Speaking of her size, Ellery is
not a chubby baby! All the nurses kept commenting on how perfectly proportional she is. She's very long - almost two feet tall! - which accounts for a lot of her weight. She does have some healthy meat on her bones, but she's not chunky. She's a very strong little girl. (Can you tell I'm a bit sensitive when people insinuate that she's too fat?)
Aside from her size, her hair was also a huge surprise to me. I didn't think she'd have hair at all, and if she did I was sure it would be blonde. Sam had white blonde hair as a boy, and I had blonde hair when I was little. I couldn't believe it when I saw her little head full of dark hair! We're anxious to see if she keeps it or if it eventually turns blonde. Either way, she's perfect.

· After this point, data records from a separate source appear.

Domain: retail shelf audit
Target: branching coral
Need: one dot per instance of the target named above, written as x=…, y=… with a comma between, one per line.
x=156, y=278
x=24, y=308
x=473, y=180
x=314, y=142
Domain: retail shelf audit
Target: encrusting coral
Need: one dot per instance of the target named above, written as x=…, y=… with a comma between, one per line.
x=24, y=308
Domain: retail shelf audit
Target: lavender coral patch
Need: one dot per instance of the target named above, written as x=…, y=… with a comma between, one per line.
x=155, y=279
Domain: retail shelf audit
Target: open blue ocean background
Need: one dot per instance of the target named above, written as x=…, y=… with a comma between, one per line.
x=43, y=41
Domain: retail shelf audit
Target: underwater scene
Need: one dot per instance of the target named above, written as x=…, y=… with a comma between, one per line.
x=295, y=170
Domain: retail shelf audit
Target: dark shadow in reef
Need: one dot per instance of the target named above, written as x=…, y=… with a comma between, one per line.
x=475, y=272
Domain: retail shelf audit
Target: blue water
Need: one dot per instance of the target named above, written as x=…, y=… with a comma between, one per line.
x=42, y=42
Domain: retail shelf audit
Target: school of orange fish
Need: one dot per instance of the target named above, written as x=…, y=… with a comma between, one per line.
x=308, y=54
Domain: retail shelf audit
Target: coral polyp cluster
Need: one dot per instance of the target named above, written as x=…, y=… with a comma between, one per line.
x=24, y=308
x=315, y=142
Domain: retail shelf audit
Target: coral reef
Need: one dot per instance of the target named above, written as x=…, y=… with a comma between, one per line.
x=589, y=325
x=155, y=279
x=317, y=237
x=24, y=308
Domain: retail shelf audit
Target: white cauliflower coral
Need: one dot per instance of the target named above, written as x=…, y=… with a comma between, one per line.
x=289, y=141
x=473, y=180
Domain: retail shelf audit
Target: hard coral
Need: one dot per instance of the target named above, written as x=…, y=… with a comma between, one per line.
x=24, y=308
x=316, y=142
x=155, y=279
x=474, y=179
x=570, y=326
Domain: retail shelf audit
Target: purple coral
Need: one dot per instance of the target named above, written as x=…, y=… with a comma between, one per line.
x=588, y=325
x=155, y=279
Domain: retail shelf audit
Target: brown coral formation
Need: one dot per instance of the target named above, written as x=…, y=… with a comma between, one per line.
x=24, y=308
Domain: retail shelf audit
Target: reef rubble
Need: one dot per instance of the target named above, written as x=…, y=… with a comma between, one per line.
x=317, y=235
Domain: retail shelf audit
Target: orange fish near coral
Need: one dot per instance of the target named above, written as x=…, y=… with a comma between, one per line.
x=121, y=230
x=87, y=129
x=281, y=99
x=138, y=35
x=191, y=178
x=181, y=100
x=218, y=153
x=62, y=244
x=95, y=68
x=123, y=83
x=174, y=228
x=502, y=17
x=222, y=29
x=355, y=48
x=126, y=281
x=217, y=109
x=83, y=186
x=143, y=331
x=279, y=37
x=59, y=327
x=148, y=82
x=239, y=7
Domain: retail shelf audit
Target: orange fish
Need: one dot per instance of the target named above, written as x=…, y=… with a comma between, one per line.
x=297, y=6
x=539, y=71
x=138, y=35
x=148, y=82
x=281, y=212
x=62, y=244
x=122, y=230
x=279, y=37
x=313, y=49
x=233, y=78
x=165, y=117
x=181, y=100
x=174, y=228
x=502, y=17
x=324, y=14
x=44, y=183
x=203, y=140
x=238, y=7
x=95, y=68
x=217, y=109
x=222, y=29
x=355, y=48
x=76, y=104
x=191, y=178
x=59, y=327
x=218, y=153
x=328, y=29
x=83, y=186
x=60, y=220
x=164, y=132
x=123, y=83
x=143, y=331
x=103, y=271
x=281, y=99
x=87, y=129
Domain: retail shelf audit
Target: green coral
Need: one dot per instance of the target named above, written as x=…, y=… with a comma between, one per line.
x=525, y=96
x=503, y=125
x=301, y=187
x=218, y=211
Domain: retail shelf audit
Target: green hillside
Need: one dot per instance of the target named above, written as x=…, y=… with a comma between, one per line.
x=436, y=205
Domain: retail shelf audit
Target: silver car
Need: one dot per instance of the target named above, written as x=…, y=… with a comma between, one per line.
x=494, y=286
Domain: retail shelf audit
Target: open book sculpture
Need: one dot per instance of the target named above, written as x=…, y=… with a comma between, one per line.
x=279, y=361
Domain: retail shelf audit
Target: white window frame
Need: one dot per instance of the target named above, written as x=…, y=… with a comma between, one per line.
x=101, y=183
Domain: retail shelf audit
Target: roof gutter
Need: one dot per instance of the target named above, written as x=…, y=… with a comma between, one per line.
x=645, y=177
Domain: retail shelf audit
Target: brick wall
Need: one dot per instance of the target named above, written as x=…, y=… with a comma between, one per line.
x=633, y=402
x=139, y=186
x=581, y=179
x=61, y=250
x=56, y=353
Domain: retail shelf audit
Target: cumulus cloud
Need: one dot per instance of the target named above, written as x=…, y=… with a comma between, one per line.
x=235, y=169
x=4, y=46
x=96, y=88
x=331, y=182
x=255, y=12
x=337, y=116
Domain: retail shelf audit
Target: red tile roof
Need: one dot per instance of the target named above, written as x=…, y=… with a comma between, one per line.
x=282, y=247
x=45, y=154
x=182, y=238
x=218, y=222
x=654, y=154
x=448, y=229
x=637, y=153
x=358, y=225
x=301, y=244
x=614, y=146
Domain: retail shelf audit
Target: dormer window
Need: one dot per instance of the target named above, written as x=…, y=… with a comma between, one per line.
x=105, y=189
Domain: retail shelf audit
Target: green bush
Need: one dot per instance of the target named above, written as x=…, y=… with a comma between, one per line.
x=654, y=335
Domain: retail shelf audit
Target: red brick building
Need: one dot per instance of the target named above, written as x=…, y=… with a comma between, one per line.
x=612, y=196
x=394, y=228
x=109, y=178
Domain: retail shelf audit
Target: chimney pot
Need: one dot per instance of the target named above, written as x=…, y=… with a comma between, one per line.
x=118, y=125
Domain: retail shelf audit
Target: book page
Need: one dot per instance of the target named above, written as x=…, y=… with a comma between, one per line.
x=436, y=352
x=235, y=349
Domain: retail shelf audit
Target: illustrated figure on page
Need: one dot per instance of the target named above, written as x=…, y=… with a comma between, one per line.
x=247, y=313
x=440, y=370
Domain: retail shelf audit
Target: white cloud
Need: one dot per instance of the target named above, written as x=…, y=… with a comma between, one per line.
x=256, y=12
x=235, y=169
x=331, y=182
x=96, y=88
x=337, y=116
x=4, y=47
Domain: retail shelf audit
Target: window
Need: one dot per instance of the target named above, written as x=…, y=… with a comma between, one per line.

It's been even more of a blessing now to have my mom here to help us out. I honestly don't know how we'd do it without her! I'm not able to drive for another week, and moving around to take care of the baby is difficult. My mom has Ellery sleeping near her, so when the baby wakes up at night, Mom changes her, brings her to me in bed, waits while I feed her, then takes her to be burped and changed again if necessary, then rocks her to sleep and puts her back to bed. It's been an invaluable help to us, as it's difficult for me to get in and out of bed due to my incision. Sam was able to go back to work this week so that when Mom has to go back home, Sam can take time off. That way I'll have someone here to help me for an extended period of time. She also helps calm me down when I worry too much about the baby, and she helped me and Sam bathe Ellery for the first time on our own. Sam and I don't want her to leave!
I hope you've enjoyed reading about Ellery's birth. We really do feel so blessed and that everything worked out the way it was meant to. It meant letting go of our own plans and desires, but ultimately, isn't that what usually works best anyway? God knew what this baby needed, and what this mama needed, and gave us the perfect scenario for this little girl to come into this world. We are deliriously happy!